Slow growth in remittances to the Caribbean

The World Bank says remittances growth in the Caribbean is expected to slow in 2015.

The Washington-based international financial institution said in its latest issue of its Migration and Development Brief that growth in global remittances, including those to developing countries, such as the Caribbean, will slow sharply this year due to weak economic growth in Europe, deterioration of the Russian economy and the depreciation of the euro and ruble.

In the Latin America and Caribbean region, the World Bank said remittances are expected to grow by 2.3 percent in 2015 to US$66 billion.

“While this growth is slower than that seen in 2014, it is significantly higher than the anemic pace of the post-crisis period,” the report says.

It, however, said the outlook for the region is “positive, as remittance inflows are expected to benefit from growth in GDP (Gross Domestic Product) and employment in the United States, although this will be offset by high unemployment in Spain.”

The report says remittances to the region are expected to grow to US$69 billion in 2016 and US$71 billion in 2017.

Officially recorded remittances to the developing world are expected to reach US$440 billion in 2015, an increase of 0.9 percent over the previous year, the report says.

It says global remittances, including those to high income countries, are projected to grow by 0.4 percent to US$586 billion.

Overall, the report says the 2015 remittance growth rates are the slowest since the global financial crisis in 2008/09.

Nonetheless, it says the number of international migrants is expected to exceed 250 million in 2015, adding that their savings and remittances are expected to continue to grow.

“The slowdown in the growth of remittances this year will affect most developing regions, in particular Europe and Central Asia where flows are expected to decline by 12.7 percent in 2015,” the report says.

“The positive impact of an economic recovery in the US will be partially offset by continued weakness in the Euro Area, the impact of lower oil prices on the Russian economy, the strengthening of the US dollar, and tighter immigration controls in many remittance source countries,” it adds.

In line with the expected global economic recovery next year, the global flows of remittances are expected to accelerate by 4.1 percent in 2016, to reach an estimated US$610 billion, rising to US$636 billion in 2017, the report says.

It says remittance flows to developing countries are expected to recover in 2016 to reach US$459 billion, rising to US$479 billion in 2017.
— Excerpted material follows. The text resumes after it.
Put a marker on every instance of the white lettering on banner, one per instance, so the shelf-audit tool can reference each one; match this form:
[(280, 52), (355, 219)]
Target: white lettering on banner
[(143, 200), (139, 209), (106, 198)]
The report says the top five migrant destination countries continue to be the United States, Saudi Arabia, Germany, Russia and the United Arab Emirates (UAE).

In addition to sending money to their families, the report says international migrants hold significant savings in their destination countries.

It says “Diaspora savings” attributed to migrants from developing countries were estimated at US$497 billion in 2013, the latest data available.

Because remittances are large and more stable than many other types of capital flows, the report says they can “greatly enhance the recipient country’s sovereign credit rating, thus lowering borrowing costs and lengthening debt maturity,”

The report notes that the joint World Bank-International Monetary Fund (IMF) low-income country Debt Sustainability Framework now includes remittances in evaluating the ability of the countries to repay external obligations and their ability to undertake non-concessional borrowing from other private creditors.